写真:モノトーンでイメージを作ると都会的でセレブな印象に。写真右上:排泄物袋。左下:Born Box。中央:オリジナルキャンドル。右下:ショッピングバッグ。

 

プロモーションは、マックス・ボーンのドッグ・ベッドや、首輪を着用したセレブリティと愛犬の写真をインスタグラムに載せることでそのセレブのファン層にアピール。年会費100ドルというメンバーシップに入ると、すべての商品が20%オフになり、会員オンリーのセールへの招待、愛犬のバースデーにショップを訪れると、シャンパンとおやつで祝ってくれるなど、顧客はセレブ気分が味わえる。Bone Boxという毎月25ドル分(6ヶ月分先払い)のお任せギフトが家に届くサービスも、ギフトとして好評。こんなふうに書くと、すべてが高級なイメージですが、クオリティに対し価格帯が良心的という声が多いのもこのブランドの特徴です。

 

 

ペット業界の変化

愛犬家にとって、ペットはずっと家族でしたが、ようやく業界もそのニーズを受け入れたようです。このコラムを書くにあたって、久しぶりにペットショップを訪れると、食品もシャンプーも玩具も、安全性が明記された物が増え、クオリティ面がかなり改善されていてうれしくなりました。

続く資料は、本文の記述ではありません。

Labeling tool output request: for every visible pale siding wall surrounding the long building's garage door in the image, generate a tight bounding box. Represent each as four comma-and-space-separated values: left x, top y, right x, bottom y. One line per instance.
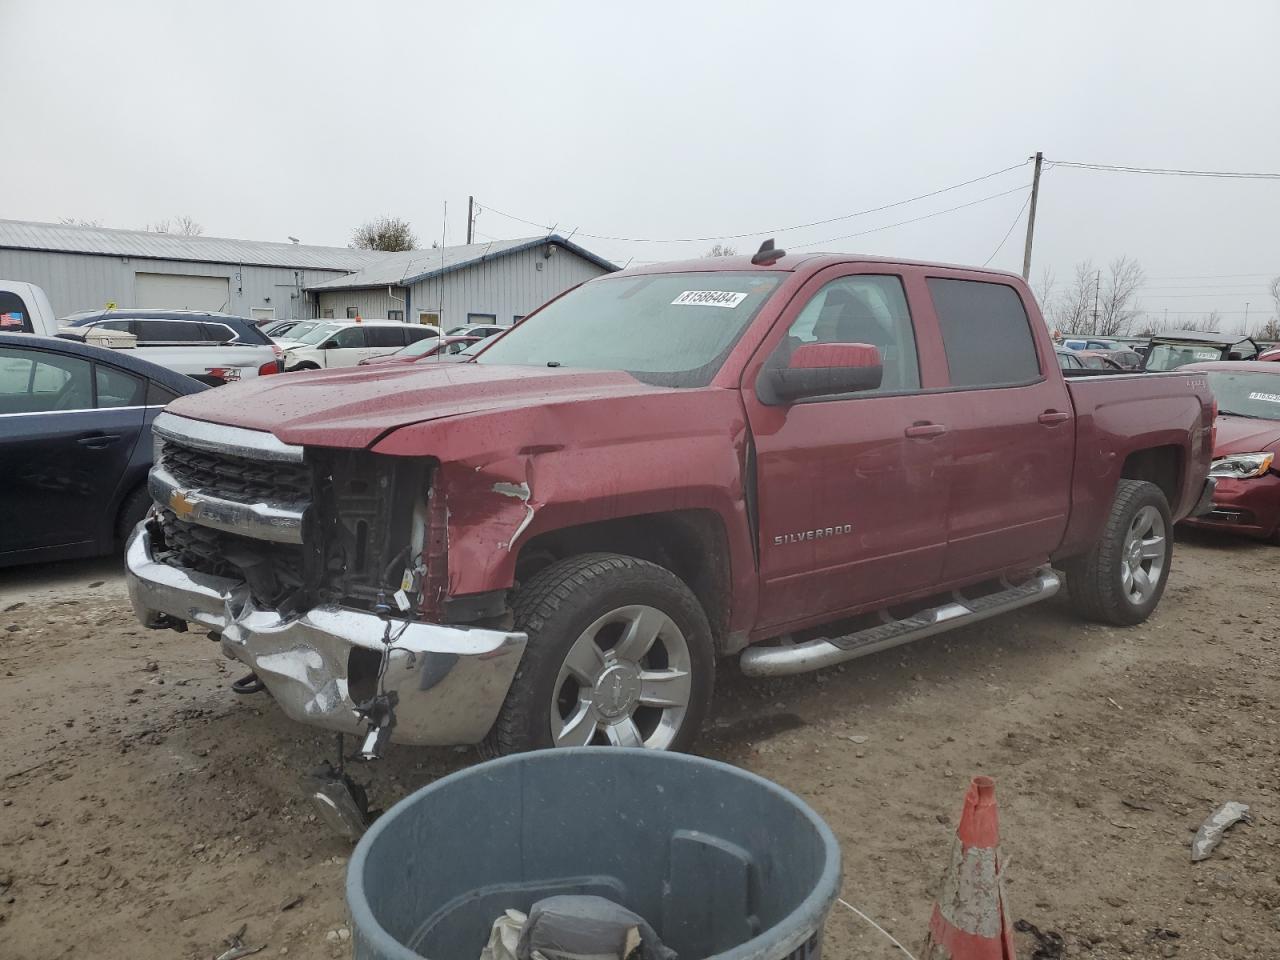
0, 250, 353, 320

写真:今回リサーチに訪れたペットショップ「PETCO」ブルックリン・パークスロープ店のドッグフードのコーナー。

写真:オレンジやロイヤルブルーといった目立つ色を使いながらも、アーストーンな落ち着いた雰囲気が漂う様々なメーカーのドッグフードのパッケージ。

写真:各社トリート(骨など)のパッケージ。

写真:白が基調のウェル・グッズ(Well & good)のシャンプー、サプリメント、トリートのパッケージ。モダン系、シンプル系のインテリアを好む家の中にあっても邪魔にならないパッケージを採用している。

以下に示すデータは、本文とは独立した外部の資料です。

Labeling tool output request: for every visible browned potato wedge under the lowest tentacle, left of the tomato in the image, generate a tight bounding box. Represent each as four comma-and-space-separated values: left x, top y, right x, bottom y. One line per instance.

写真:ペット製品にもオーガニックの波が。リサイクル素材でコンポーザブルなパッケージを提唱するアースレイテッド(earth rated)のWaste Bag Dispenser (排泄物袋)。

写真:メイドインUSA、オールナチュラル、人間の食品と同じクオリティのドッグフードを提唱するスポットファームズ(spot farms)のパッケージ。

今回の取材で、ペット業界にも安全性の高い食品や、リサイクル素材、オーガニックの波が広がっていることを知りました。パッケージングに至っては、色合いは随分整ってきましたが、新しいパッケージはまだまだ開発の余地があるというのが印象です。そんな中、フレッシュなマーケティングとプロモーションで注目を浴びていたのがマックス・ボーンです。ペットは家族。人間と差別(区別)しない、ヒューマンクオリティの商品開発は、ライフスタイルにマッチするペット用品の開発は、ペット業界の未来の要になっていくと思われます。